Confirmation of its arrival initially came with just 400 jobs, to be delivered by 1992, the faintest taste of what was to come. As well as tax incentives and infrastructure, Intel's then vice-president Keith Thompson counted the "quality of life in Ireland" as a pull factor.
Social Democrat TD Catherine Murphy, then on the Leixlip town council, said that despite the economic climate, the area did not have huge unemployment, being a commuter belt for public sector workers.
“Mostly people were concerned about employment for their children,” she recalls. “It [Intel] was seen as an opportunity for a generation of children that wouldn’t have to emigrate.”
Visiting the site later, she says, “the one thing you noticed was that there wasn’t a grey hair in sight. That was the nature of the technology.”
Environmental concerns
Local Cllr Bernard Caldwell joined the town council a few years after Intel first set foot in Ireland. He said the sceptics – those who, in the early days worried that there might be environmental concerns – “died down” fairly quickly.
Recalling the company’s publicity campaign to lure qualified emigrants home, he says: “I don’t know of anyone who came back but, what it did, it opened up the universities; it set the groundwork for them to say, look, we need these highly qualified people to stay in Ireland.”

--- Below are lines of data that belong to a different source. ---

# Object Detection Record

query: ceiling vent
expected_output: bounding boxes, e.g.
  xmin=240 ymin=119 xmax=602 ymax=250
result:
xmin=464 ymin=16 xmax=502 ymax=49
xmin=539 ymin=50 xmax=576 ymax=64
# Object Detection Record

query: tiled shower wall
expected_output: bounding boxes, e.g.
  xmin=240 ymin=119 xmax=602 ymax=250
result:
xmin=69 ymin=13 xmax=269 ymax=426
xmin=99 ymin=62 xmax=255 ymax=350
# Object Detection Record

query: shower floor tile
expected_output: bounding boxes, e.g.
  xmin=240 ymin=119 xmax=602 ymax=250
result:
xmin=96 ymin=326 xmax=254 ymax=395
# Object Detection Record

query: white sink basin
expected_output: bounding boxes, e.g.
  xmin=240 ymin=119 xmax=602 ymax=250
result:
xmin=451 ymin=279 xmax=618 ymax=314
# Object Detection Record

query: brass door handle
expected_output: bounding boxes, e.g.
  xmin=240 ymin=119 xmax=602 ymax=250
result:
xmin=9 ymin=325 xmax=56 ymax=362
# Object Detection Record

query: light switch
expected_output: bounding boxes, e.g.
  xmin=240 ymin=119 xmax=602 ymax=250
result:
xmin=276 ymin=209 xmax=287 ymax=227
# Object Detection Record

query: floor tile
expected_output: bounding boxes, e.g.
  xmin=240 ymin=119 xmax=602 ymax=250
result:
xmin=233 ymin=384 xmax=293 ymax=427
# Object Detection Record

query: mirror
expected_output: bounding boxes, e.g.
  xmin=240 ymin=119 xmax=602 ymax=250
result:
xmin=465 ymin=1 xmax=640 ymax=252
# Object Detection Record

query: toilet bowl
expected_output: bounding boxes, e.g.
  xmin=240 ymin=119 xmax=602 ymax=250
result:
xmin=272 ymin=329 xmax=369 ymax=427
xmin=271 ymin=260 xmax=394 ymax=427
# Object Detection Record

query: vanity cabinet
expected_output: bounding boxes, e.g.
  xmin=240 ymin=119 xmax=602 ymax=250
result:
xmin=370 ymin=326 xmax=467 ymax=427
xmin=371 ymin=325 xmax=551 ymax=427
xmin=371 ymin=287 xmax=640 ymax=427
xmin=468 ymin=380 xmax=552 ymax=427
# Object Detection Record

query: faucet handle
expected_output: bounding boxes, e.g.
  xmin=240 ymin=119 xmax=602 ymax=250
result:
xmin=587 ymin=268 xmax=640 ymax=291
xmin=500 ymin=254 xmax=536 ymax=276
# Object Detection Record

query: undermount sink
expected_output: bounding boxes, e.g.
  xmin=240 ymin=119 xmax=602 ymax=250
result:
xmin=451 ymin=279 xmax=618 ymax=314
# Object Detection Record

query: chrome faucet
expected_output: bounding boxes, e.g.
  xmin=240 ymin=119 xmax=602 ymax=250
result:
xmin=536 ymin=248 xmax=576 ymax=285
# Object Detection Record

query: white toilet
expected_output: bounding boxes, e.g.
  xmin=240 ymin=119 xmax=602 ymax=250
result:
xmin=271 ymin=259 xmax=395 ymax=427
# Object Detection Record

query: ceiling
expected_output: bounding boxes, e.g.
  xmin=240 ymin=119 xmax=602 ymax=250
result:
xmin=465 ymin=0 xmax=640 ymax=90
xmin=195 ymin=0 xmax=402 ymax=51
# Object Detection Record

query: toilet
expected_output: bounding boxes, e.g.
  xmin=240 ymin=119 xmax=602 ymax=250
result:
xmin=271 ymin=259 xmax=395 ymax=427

At Maynooth University, 10km from the Intel site, Chris van Egeraat, associate professor of economic geography, has spent years studying the company. If the latest planning permission is acted on, he says, the expansion could mean a new fabrication plant as opposed to an upgrade of the existing facility, producing the latest generation of wafer fabrication technology.
“This would safeguard the future of the Leixlip site for another 10 years,” he says. “This is probably as important as the number of new jobs being created.”
Van Egeraat says it would “remain to be seen” how many new positions would be created. In the past, similar projects have largely involved redeploying existing staff. Nevertheless, it is welcome news with the potential for further “high quality manufacturing” employment.
More broadly, he adds, Intel has played a central role in firing Ireland’s knowledge economy. It has combined in-house training with academic accreditation, opened a research and technology facility in Shannon, Co Clare, almost 20 years ago and is “embedded” in third-level institutes.
Intel’s reach into the Irish economy is deep. It has come a long way since the 1980s when Murphy first spotted cows grazing on its advance site in the sleepy Kildare countryside.
“People were saying ‘oh, we want more than cattle on that,’” she recalls. Now they have it, the question is how much more is to come.